Opinião

A palavra do ano é...

A palavra do ano é...

Há precisamente dez anos que a Porto Editora fixa a palavra do ano. Ao longo de uma década, a escolha recaiu em vocábulos que refletem preocupações coletivas e que, consequentemente, vão sendo repetidas através dos meios de Comunicação Social. A palavra de 2018 será conhecida amanhã durante um debate sobre este tema que decorrerá, a partir das 17 horas, na Biblioteca Municipal Almeida Garrett, no Porto. Qual será a escolha dos portugueses?

Vejamos as palavras a concurso e as minhas impressões sobre cada uma. Assédio: não é uma candidata forte, porque, por cá, o movimento Me Too não encontrou grande expressividade. Enfermeiro: é uma opção robusta devido à união da classe em momentos de adversidade laboral e ao impacto que uma greve cirúrgica tem tido na opinião pública. Especulação: será sempre uma escolha das grandes cidades onde a especulação imobiliária empurra a população que trabalha para as periferias. Extremismo: é uma preocupação daqueles que olham o país a partir do Mundo onde a intolerância e o extremismo se sentem como ameaças reais. Paiol: eis uma escolha daqueles que acompanham a atualidade política e olham o caso de Tancos como um tempo em que o regime esteve em causa. Populismo: não o sentimos muito dentro de fronteiras, mas é cada vez mais uma tendência concretizada em várias geografias. Privacidade: num ambiente social demasiado estruturado pelo universo digital, principalmente pelas redes sociais, este tema será sempre atual. Professor: é uma palavra poderosa pelo número de docentes votantes e pelas sucessivas reivindicações que a classe fez ao longo de 2018 e que passam agora para 2019. Sexismo: a discriminação de pessoas ou grupos é uma realidade cada vez mais denunciada, nomeadamente pelas mulheres para quem a igualdade de género continua a ser somente um desejo. Toupeira: para quem segue o submundo do futebol, a palavra é bem conhecida. É deste leque de escolhas que sairá amanhã a palavra do ano, sendo certamente imprevisível a votação dos portugueses.

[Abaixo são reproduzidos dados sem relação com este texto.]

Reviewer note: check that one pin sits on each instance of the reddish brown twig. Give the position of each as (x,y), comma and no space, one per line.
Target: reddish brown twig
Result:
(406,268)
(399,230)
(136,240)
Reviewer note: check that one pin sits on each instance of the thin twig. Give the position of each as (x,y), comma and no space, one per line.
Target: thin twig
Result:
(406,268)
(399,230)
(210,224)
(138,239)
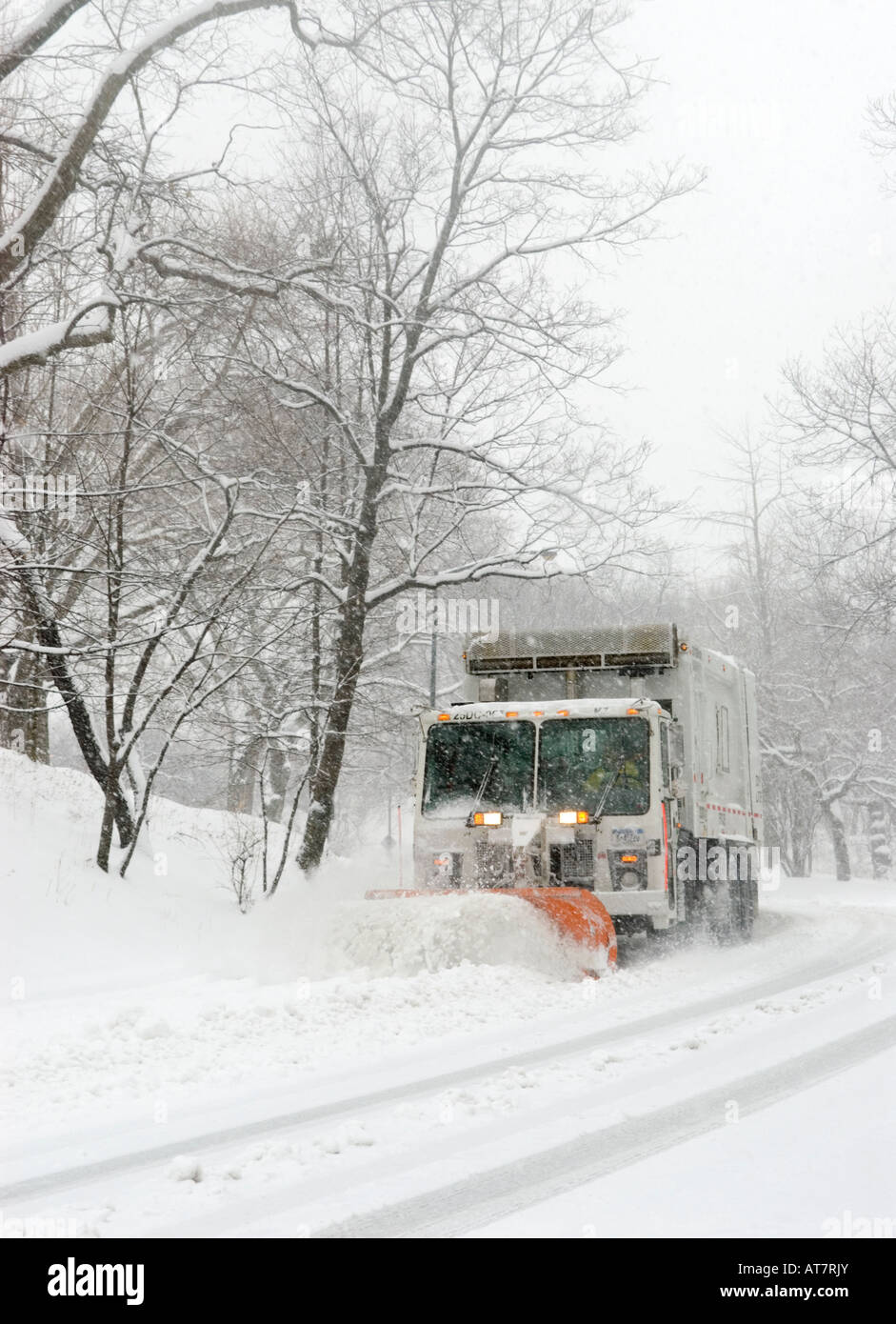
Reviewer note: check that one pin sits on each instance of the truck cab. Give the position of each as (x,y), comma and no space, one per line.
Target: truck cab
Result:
(548,776)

Recordemos as escolhas dos últimos anos: incêndios (2017), geringonça (2016), refugiado (2015), corrupção (2014), bombeiro (2013), entroikado (2012), austeridade (2011), vuvuzela (2010) e esmiuçar (2009). O que têm em comum estas palavras? Um uso corrente e uma presença regular nos meios de Comunicação Social, havendo uma espécie de dualidade estrutural entre o social e os média que são estruturantes um para o outro e, simultaneamente, estruturados um pelo outro. No primeiro ano deste concurso, os Gato Fedorento deram o mote para a escolha, no ano seguinte o Mundial de Futebol influenciou decisivamente a votação e em 2011 o peso da crise esmagou as restantes opções para dar visibilidade a uma palavra que passou a ser comum no quotidiano de uma nação.

Em 2018, sobressaem três grupos: classes profissionais em luta (enfermeiros e professores); problemas de género (assédio e sexismo), tendências globais (populismo, extremismo e especulação). Penso que será daqui que sairá a palavra do ano, mas poderá haver surpresas...

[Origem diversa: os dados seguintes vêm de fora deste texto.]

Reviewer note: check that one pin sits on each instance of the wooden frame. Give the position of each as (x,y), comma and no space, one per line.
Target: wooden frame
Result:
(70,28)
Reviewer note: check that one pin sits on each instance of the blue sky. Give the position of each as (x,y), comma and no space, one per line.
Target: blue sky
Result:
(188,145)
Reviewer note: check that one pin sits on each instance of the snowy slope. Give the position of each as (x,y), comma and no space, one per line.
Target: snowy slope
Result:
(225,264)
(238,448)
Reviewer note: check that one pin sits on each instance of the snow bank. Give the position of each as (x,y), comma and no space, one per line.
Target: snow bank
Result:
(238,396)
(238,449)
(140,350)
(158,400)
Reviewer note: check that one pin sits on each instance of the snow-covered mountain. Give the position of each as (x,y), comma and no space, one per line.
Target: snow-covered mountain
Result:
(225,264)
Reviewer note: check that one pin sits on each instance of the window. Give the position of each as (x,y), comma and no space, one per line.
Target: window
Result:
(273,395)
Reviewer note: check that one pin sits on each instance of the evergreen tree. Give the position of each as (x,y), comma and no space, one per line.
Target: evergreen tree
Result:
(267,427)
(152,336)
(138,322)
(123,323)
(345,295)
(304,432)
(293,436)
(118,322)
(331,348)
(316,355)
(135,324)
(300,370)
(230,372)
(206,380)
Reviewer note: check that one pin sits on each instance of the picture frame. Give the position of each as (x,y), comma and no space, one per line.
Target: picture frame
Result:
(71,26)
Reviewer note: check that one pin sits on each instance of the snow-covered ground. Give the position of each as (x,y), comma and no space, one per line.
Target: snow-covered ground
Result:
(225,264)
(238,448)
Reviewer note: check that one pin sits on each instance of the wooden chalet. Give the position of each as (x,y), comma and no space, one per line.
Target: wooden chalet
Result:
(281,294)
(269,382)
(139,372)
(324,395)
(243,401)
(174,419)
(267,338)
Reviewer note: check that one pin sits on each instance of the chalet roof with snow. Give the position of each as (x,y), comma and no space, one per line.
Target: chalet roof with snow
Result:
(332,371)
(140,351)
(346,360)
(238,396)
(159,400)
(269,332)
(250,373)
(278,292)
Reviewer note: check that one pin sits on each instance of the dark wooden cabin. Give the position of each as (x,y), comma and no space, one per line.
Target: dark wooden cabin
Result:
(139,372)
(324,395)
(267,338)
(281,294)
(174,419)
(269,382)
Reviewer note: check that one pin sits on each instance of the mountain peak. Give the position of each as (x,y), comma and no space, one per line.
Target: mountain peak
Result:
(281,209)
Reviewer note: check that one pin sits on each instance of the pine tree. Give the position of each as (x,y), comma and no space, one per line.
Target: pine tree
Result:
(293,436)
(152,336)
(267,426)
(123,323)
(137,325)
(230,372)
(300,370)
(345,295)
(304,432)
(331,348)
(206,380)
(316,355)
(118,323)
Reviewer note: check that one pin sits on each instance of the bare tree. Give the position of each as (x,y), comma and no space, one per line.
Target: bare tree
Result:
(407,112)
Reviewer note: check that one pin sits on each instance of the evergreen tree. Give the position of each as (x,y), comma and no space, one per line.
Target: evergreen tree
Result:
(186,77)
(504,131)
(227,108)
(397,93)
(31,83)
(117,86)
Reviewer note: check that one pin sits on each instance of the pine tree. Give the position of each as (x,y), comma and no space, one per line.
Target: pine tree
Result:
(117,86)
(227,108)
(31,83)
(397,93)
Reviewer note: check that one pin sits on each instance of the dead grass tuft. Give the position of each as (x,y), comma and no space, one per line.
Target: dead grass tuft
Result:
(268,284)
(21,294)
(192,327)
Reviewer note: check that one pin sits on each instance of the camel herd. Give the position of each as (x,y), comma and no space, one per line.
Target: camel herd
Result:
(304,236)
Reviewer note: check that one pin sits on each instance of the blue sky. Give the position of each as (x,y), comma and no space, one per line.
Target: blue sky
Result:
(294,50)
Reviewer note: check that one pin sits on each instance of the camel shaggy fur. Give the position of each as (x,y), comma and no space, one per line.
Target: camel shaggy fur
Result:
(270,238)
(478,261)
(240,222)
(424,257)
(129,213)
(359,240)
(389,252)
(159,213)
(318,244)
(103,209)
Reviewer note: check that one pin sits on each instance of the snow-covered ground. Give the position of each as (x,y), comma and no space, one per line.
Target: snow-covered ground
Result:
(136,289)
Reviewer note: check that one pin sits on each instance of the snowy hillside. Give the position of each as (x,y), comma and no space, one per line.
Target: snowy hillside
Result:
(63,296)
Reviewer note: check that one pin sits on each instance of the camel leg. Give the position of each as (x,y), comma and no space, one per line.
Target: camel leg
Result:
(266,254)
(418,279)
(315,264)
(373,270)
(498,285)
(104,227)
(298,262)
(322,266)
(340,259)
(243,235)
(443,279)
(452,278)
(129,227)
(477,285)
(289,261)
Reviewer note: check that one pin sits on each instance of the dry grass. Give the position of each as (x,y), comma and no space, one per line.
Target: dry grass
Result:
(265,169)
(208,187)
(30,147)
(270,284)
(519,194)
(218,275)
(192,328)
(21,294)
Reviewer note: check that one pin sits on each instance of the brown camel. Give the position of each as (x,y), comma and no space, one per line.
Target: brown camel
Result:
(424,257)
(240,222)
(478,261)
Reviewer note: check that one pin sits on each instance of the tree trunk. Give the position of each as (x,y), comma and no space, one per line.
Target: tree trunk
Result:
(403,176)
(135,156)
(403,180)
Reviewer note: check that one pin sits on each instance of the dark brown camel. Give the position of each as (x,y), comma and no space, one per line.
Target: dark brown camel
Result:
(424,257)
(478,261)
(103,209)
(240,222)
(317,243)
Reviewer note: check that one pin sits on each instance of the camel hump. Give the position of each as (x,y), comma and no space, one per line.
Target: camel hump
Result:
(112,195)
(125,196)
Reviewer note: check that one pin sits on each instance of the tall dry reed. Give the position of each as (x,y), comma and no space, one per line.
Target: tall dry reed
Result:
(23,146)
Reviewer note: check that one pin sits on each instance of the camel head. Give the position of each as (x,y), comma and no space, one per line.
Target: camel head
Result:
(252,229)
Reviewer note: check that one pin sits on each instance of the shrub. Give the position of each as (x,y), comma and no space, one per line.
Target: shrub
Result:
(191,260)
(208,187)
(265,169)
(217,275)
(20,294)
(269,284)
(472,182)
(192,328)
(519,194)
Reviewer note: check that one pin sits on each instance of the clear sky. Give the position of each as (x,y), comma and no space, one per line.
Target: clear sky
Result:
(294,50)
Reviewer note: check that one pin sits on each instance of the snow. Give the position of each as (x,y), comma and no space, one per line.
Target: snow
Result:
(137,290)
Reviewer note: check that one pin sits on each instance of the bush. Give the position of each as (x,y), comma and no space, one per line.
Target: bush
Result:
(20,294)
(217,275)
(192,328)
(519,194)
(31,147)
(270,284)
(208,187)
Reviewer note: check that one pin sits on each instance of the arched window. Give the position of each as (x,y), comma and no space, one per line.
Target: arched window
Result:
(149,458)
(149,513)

Pela minha parte, o meu voto foi para a palavra populismo que, em 2018, ganhou perigosos contornos. Na Europa, a Itália abriu portas a uma coligação de extrema-direita que tem provocado intensas dores de cabeça à União Europeia; na Polónia, na Hungria e na Áustria esta tendência parece avançar de forma firme; e do outro lado do Atlântico, as presidências do Brasil e dos Estados Unidos colocam-nos num novo trilho, para muitos algo temeroso. É, pois, difícil o futuro passar à margem deste vocábulo. No entanto, as palavras mais fortes serão professor e enfermeiro. Estas classes estiveram em destaque em 2018 e, decerto, será daqui que sairá a palavra do ano. Qual será a vencedora?